John Cree (Sam Reid) is an unsuccessful playwright unexpectedly found dead at home. As is usually the case, the first person we suspect of being involved with his death is the one closest to him. Elizabeth (Olivia Coke) is his wife and the fact that there were known problems in the marriage paints her as suspect number one.
Meanwhile, a new inspector has been assigned at Scotland Yard to investigate the serial killer that has been named Limehouse Golem. The inspector is John Kildare (Bill Nighy), and he is not comfortable with his assignment. A few more highly thought of detectives have already failed to solve the series of murders, leaving him wondering how he will be the answer. Complicating his task are the rumors that he might be homosexual.

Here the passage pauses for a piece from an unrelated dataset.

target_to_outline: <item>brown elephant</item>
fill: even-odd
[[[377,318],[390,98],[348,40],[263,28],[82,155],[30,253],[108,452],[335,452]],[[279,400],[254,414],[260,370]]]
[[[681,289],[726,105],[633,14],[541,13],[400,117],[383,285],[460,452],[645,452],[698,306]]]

The two plot lines quickly merge and Kildare finds himself believing the already imprisoned Elizabeth's story as she awaits her pending trial on murder charges. What causes the plots to merge is the murdered Mr. Cree becoming a suspect in the series of murders, in Kildare's view. Clouding everything is a seemingly endless series of story paths that wind up dead ends. Director Medina is perhaps too much of a fan of red herrings. The effect leads you to doubt everything you see while you wait for the truth. By the time you find out what's really going on, you can't help but feel manipulated to the point of resentment.
Despite its shortcomings, there are good aspects to "The Limehouse Golem." The cast is universally good, especially Nighy, Cooke, and Eddie Marsan in a supporting role. I've become a big fan of Marsan over the last few years and his role here adds a nice notch to his growing portfolio of work. The film is also beautiful to look at, so it's worth giving a nod to Simon Dennis as the cinematographer.
Nevertheless, it's all just a bit too cluttered to recommend. In Jewish folklore, a golem is an anthropomorphic being that is magically created entirely from inanimate matter. However, this golem never does come to life.